Kein Dienstag ohne Handicap
„Endlich
habe ich das Spiel verstanden: Wenn der Ball nach rechts dreht, nennt
man das SLICE, wenn der Ball nach links dreht, nennt man das einen HOOK
– und fliegt der Ball geradeaus, dann ist es ein WUNDER“ lautet einer
der zahlreichen Golf-Witze, mit denen sich die Sportler selbst auf die
Schippe nehmen. Genau an diesem Wunder arbeitet die „Golf-AG“ der IGS
Frosch jedem Dienstag und mit jener Leidenschaft, der sich die meisten
Golfer früher oder später nicht mehr entziehen können. Was so
unglaublich klingt, ist tatsächlich wahr: Die Vereinigung clubfreier
Golfer (VcG) hat zusammen mit dem Deutschen Golfverein (DGV) die
Initiative „Abschlag Schule“ ins Leben gerufen. Die IGS hat das Glück,
im Nachbarort Rieschweiler einen weitläufigen Golfplatz samt einem
charmanten Golflehrer vorzufinden. Der junge Brite Ian Blackburn hat
Freude an der Arbeit mit den Schülerinnen und Schülern und versteht es,
ihre Aufmerksamkeit zu fesseln – und sei es, einen Ball ganz
fürchterlich schlecht ins Grün zu dreschen, um zu zeigen, was man beim
Golf besser nicht tun sollte.
„Daran erinnern sich die Kinder wahrscheinlich ihr Leben lang und es gibt ihnen auch Selbstbewusstsein, einen für die Schule so exklusiven Sport betreiben zu können“, freut sich Schulleiter Klaus Veith über die außergewöhnliche Arbeitsgemeinschaft, die er jeden Dienstag begleitet, denn inzwischen hat auch ihn das Golffieber gepackt.
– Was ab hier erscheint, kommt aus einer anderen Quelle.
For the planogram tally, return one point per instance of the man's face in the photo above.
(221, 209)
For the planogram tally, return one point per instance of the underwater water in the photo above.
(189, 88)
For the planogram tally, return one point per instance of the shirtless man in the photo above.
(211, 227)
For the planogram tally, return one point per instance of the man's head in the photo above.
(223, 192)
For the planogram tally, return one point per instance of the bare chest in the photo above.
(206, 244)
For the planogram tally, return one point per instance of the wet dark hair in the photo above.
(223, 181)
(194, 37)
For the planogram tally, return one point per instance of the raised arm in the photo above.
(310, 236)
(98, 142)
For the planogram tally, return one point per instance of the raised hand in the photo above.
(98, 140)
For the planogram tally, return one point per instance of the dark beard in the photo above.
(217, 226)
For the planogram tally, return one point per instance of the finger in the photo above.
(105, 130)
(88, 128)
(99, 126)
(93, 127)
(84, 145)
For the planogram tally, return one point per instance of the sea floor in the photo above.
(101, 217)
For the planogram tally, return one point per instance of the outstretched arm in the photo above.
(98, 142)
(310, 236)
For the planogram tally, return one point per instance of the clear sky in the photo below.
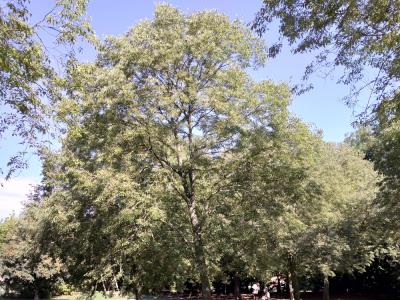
(322, 107)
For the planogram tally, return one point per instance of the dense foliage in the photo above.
(177, 169)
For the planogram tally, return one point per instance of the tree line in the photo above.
(176, 166)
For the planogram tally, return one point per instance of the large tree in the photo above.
(26, 69)
(175, 97)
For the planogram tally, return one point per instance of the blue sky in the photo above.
(322, 107)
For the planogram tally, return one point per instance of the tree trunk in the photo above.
(294, 292)
(236, 287)
(138, 293)
(36, 296)
(278, 288)
(325, 296)
(199, 250)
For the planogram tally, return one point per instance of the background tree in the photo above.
(359, 36)
(25, 263)
(26, 72)
(179, 101)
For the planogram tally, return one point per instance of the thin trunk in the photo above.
(325, 296)
(278, 288)
(116, 284)
(36, 296)
(138, 293)
(199, 251)
(294, 291)
(236, 287)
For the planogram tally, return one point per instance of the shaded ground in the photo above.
(219, 297)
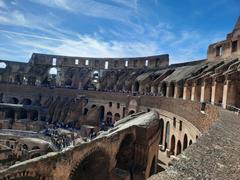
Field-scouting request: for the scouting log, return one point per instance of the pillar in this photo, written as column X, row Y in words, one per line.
column 193, row 90
column 225, row 94
column 213, row 92
column 176, row 91
column 185, row 92
column 202, row 96
column 167, row 91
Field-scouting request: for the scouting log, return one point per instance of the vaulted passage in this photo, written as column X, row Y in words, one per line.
column 93, row 167
column 26, row 178
column 125, row 155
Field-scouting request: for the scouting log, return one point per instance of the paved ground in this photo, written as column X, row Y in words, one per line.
column 216, row 155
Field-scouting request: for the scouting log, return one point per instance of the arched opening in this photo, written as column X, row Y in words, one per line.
column 190, row 142
column 171, row 89
column 24, row 146
column 68, row 82
column 95, row 74
column 93, row 106
column 35, row 148
column 26, row 178
column 17, row 79
column 163, row 91
column 131, row 112
column 13, row 100
column 93, row 167
column 197, row 94
column 26, row 101
column 101, row 113
column 22, row 114
column 125, row 155
column 172, row 145
column 85, row 111
column 34, row 115
column 31, row 80
column 136, row 86
column 179, row 148
column 9, row 114
column 219, row 93
column 167, row 134
column 116, row 117
column 180, row 89
column 161, row 131
column 35, row 155
column 3, row 65
column 109, row 119
column 185, row 142
column 153, row 167
column 53, row 71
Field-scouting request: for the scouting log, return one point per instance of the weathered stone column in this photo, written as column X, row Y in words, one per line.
column 202, row 96
column 214, row 86
column 185, row 92
column 193, row 90
column 225, row 94
column 167, row 90
column 176, row 91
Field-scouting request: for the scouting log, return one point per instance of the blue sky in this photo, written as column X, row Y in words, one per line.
column 114, row 28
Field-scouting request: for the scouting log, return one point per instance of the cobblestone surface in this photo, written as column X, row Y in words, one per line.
column 216, row 155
Die Schülerinnen und Schüler hingegen wissen genau: Wenn sie mit zum Golfclub Rieschweiler wollen, müssen vorher die Hausaufgaben fertig sein. Das gibt zusätzlichen Ansporn für die 70-minütige Lern- und Förderzeit. Danach geht’s hinaus ins Grüne.
„Ich verbringe mehr Zeit im Wald als ein Eichhörnchen“, sagte Schauspiellegende Jack Lemmon selbstironisch über seine Liebe zum Golf. Doch exakt darin liegen die Vorteile: Die Schülerinnen und Schüler bewegen sich an der frischen Luft und haben die Gelegenheit, innerhalb der Ganztagsschule das gewohnte Umfeld verlassen zu können. Der Golfsport schult zudem die Aufmerksamkeit, Konzentration und Rücksichtnahme der Jugendlichen. Auch die Arbeitsgemeinschaften Tennis und Sportkegeln finden außerhalb des Schulgeländes statt. Der Bustransfer funktioniert reibungslos.
Dabei wird der Ernst des Lebens jedoch nicht vergessen. An der Ganztagsschule der IGS sollen sowohl Talente gefördert werden als auch schwächeren Schülerinnen und Schülern Unterstützungsangebote gemacht werden. Förderangebote stehen auch jenen Schülerinnen und Schülern zur Verfügung, die den Sprung in die Realschul- oder Gymnasialebene schaffen wollen. Denn diese Chancen der Integrierten Gesamtschule können im Ganztagsschulmodell besonders gut genutzt werden. So kann an der IGS Frosch jeder Schüler sein ganz persönliches Handicap anstreben – ob auf dem Golfplatz oder im Klassenzimmer.